Members of Snowden's family attended the screening, which was received with an emotional standing ovation. His father, Lonnie Snowden, told the crowd: "The truth is coming and it cannot be stopped."
"Citizenfour," which the Weinstein Co.'s boutique label Radius will release Oct. 24, had been shrouded in mystery. For fear of having her footage seized, Poitras edited the film in Berlin. She and Greenwald returned to the United States earlier this year only after sharing the Pulitzer Prize for public service given to The Washington Post and The Guardian for the NSA revelations.
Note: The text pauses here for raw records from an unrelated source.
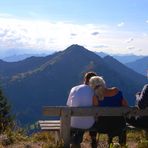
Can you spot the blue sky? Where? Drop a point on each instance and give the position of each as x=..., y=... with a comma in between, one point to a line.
x=42, y=26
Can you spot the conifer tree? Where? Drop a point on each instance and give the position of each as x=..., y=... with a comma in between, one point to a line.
x=5, y=117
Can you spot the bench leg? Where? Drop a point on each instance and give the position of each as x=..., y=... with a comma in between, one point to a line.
x=122, y=138
x=110, y=139
x=57, y=137
x=93, y=139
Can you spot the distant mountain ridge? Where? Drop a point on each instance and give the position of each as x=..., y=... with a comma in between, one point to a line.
x=41, y=81
x=123, y=58
x=140, y=66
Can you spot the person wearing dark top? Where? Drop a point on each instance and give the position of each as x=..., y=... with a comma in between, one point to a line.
x=141, y=103
x=111, y=97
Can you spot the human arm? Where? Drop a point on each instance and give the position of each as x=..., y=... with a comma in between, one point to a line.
x=142, y=99
x=95, y=101
x=124, y=102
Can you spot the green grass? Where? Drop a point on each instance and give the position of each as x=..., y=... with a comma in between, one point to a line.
x=48, y=139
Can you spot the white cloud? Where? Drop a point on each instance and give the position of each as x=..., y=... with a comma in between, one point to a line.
x=130, y=40
x=43, y=36
x=121, y=24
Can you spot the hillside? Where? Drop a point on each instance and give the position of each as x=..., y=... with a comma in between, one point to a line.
x=36, y=82
x=140, y=65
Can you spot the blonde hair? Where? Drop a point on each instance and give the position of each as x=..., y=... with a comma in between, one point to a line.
x=97, y=83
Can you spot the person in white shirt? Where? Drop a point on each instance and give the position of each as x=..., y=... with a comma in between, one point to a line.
x=81, y=96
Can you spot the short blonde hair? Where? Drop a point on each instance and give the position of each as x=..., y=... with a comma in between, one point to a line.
x=98, y=84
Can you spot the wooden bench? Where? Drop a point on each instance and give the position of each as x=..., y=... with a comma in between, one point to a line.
x=63, y=125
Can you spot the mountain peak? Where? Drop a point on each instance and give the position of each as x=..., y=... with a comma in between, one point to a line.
x=76, y=48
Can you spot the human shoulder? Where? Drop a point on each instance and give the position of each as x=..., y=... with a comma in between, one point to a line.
x=115, y=90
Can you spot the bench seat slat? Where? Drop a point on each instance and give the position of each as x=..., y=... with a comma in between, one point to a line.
x=50, y=125
x=50, y=128
x=49, y=121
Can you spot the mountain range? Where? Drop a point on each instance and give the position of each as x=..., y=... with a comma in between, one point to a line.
x=35, y=82
x=140, y=65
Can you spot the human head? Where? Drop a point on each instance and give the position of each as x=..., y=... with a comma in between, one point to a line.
x=88, y=75
x=97, y=83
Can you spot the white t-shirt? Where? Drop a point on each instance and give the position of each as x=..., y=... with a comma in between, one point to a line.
x=80, y=96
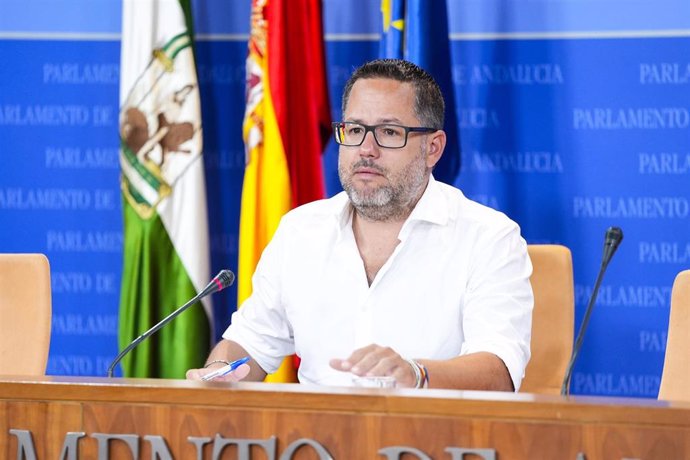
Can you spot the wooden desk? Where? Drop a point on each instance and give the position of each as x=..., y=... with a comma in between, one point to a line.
x=348, y=423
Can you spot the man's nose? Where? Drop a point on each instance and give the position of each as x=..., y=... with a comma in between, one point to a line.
x=369, y=147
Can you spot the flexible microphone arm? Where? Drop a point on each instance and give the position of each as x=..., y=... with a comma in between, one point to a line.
x=222, y=280
x=614, y=236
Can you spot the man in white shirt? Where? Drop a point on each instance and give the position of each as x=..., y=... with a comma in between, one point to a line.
x=399, y=275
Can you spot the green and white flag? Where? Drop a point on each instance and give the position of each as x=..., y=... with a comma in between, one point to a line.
x=166, y=251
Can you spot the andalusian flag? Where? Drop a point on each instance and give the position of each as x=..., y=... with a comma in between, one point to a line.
x=286, y=127
x=166, y=253
x=417, y=31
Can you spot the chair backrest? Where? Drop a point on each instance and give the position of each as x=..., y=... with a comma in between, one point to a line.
x=25, y=314
x=675, y=379
x=553, y=318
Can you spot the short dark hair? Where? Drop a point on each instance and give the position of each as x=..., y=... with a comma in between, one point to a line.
x=429, y=105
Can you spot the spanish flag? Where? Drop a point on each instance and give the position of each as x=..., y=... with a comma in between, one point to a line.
x=286, y=127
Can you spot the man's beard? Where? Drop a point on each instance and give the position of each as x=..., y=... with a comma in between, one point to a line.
x=394, y=200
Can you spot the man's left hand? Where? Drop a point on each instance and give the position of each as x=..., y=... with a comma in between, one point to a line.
x=374, y=361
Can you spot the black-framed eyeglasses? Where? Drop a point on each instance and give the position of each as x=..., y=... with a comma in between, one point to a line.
x=389, y=136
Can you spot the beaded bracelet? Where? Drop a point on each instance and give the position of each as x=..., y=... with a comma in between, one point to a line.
x=417, y=373
x=216, y=361
x=425, y=374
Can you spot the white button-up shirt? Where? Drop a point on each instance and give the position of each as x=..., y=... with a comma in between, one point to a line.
x=457, y=283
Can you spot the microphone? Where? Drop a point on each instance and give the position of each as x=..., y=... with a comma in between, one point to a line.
x=613, y=238
x=222, y=280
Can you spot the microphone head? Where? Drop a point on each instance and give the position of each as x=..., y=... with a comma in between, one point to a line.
x=614, y=236
x=225, y=278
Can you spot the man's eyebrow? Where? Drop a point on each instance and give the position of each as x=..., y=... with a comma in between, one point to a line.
x=380, y=121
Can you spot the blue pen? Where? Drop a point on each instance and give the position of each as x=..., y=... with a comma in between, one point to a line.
x=226, y=369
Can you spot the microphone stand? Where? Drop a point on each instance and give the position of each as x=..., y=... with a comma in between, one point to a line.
x=614, y=236
x=224, y=279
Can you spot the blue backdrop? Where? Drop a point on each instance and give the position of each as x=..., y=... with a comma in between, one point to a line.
x=574, y=116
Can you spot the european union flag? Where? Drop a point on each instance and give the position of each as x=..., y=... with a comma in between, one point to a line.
x=417, y=30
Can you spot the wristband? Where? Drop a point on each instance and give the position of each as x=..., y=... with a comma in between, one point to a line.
x=417, y=373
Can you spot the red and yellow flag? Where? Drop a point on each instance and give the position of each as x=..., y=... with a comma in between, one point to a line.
x=286, y=127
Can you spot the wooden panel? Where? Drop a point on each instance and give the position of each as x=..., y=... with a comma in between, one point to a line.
x=349, y=423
"Citizenfour" doesn't aim to be an unbiased documentary about a controversial figure, but rather seeks to depict the stealth buildup of government surveillance in the wake of Sept. 11 and the people who have fought to uncover it.
"This was a film about people who take risks and come forward," Poitras said after the screening.
Snowden, a former contractor for the NSA, comes across as calm, intelligent and deliberate. There are glimpses of paranoia. After room service calls Snowden's hotel room, he unplugs the phone. A fire alarm momentarily prompts his concern. And when he enters passwords on his laptop, Snowden covers himself with a red blanket.
Throughout the process, Snowden speaks about not hiding or "skulking around," instead certain of himself as a whistleblower ready to take sole responsibility for the leak. "Put the target right on my back," he tells the filmmakers.
"So much has been said about Edward Snowden: a lot of it bad, but a lot of it really good," Greenwald said after the film. "I felt like this was really the first time that people could see who he really is in an unmediated way."